Disisi lain, Indonesia menghadapi perubahan dan tantangan ke depan yang semakin berat. Di dalam negeri, terjadi arus demokratisasi dan otonomi yang deras. Sedangkan dari luar negeri, arus globalisasi dan perdagangan bebas semakin tidak tertahankan. Tanpa perencanaan yang baik, Indonesia tidak akan mampu mengambil peluang dan mengantisipasi ancaman bagi penanggulangan kemiskinan.
Masalah kemiskinan di Indonesia merupakan masalah sosial yang relevan untuk dikaji terus-menerus dan dicarikan solusinya. Ini bukan saja karena masalah kemiskinan telah ada sejak lama dan menjadi persoalan masyarakat, akan tetapi juga karena gejala kemiskinan sulit untuk ditanggulangi.

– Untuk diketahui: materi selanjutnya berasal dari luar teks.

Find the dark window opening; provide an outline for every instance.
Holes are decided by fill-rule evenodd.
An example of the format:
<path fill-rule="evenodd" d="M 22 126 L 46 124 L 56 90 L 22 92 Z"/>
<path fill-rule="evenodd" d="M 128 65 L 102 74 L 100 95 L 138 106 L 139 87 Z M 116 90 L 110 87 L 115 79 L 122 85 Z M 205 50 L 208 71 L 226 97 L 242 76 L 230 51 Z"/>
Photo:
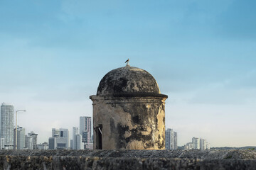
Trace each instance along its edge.
<path fill-rule="evenodd" d="M 96 149 L 102 149 L 102 125 L 95 128 L 96 132 Z"/>
<path fill-rule="evenodd" d="M 60 131 L 60 137 L 63 137 L 63 131 Z"/>

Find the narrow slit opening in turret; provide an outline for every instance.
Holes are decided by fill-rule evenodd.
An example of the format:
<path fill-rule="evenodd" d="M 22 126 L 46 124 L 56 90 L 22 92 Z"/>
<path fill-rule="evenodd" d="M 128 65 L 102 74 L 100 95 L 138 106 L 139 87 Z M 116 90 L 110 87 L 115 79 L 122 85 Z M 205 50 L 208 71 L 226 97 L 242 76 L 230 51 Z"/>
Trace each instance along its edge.
<path fill-rule="evenodd" d="M 95 128 L 96 131 L 96 149 L 102 149 L 102 125 L 100 124 Z"/>

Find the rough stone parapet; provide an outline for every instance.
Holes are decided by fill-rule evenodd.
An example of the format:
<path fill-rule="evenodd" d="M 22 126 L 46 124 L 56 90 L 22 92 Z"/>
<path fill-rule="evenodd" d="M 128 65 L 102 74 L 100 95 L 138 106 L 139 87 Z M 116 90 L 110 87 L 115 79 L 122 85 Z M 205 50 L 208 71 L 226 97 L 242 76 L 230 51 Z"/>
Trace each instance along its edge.
<path fill-rule="evenodd" d="M 0 169 L 256 169 L 256 151 L 1 150 Z"/>

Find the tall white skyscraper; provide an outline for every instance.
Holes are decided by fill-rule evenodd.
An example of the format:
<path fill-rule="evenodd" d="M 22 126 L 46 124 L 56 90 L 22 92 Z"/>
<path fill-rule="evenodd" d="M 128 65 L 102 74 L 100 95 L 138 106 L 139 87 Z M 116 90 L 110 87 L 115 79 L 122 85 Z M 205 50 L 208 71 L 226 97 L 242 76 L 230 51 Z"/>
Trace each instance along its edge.
<path fill-rule="evenodd" d="M 14 146 L 16 145 L 16 129 L 14 128 Z M 17 149 L 23 149 L 25 148 L 25 128 L 22 127 L 17 128 Z"/>
<path fill-rule="evenodd" d="M 34 133 L 34 132 L 31 131 L 30 133 L 28 133 L 28 136 L 32 137 L 32 144 L 33 149 L 37 149 L 37 136 L 38 134 Z"/>
<path fill-rule="evenodd" d="M 1 106 L 1 138 L 5 148 L 14 148 L 14 106 L 5 103 Z"/>
<path fill-rule="evenodd" d="M 205 150 L 206 149 L 206 141 L 202 138 L 200 139 L 200 149 Z"/>
<path fill-rule="evenodd" d="M 73 149 L 82 149 L 83 144 L 82 143 L 82 135 L 79 134 L 79 128 L 77 127 L 73 128 Z"/>
<path fill-rule="evenodd" d="M 49 137 L 49 149 L 69 149 L 69 130 L 68 129 L 60 128 L 52 129 L 52 137 Z"/>
<path fill-rule="evenodd" d="M 178 149 L 177 146 L 177 132 L 172 129 L 167 129 L 165 132 L 166 136 L 166 149 L 175 150 Z"/>
<path fill-rule="evenodd" d="M 0 149 L 4 149 L 4 138 L 0 138 Z"/>
<path fill-rule="evenodd" d="M 193 149 L 200 149 L 199 138 L 193 137 L 192 138 L 192 143 L 193 143 Z"/>
<path fill-rule="evenodd" d="M 80 134 L 82 135 L 82 142 L 89 143 L 92 137 L 92 118 L 87 116 L 80 117 Z"/>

Kemiskinan bisa dipandang sebagai dua hal. Sebagai sebab dan sebagai akibat. Sebagai sebab, kemiskinan adalah akar dari sebagian besar terjadinya tindak kriminalitas. Kita seringkali mendengar atau membaca berita tentang pencurian, perampokan atau pembunuhan yang bermotif kemiskinan ekonomi pelakunya. Tidak sedikit pula berita tentang kasus-kasus bunuh diri atau kelaparan yang disebabkan kemiskinan. Dari sisi ini, kita dapat memandang bahwa kemiskinan adalah sebuah fenomena yang dapat membuat hidup manusia menjadi sangat tidak berarti dalam mengarungi hidup dan kehidupan ini.
Sebagai sebuah akibat, kemiskinan merupakan suatu produk. Produk dari ketidakadilan bahkan kedzholiman. Ketidakadilan atau kedzholiman pemimpin, hukum atau sistem, bahkan ketiganya. Pemimpin yang tidak adil akan menempatkan orang miskin sebagai obyek yang tidak perlu diperhatikan. Sehingga, pemimpin seperti ini hanya akan menjadikan orang miskin menjadi salah satu subsistem negara yang berada pada posisi ‘teraniaya’. Ini dapat dilihat dari tidak adanya ruang bagi masyarakat miskin untuk dapat melakukan aktivitas sosial dan ekonomi secara baik.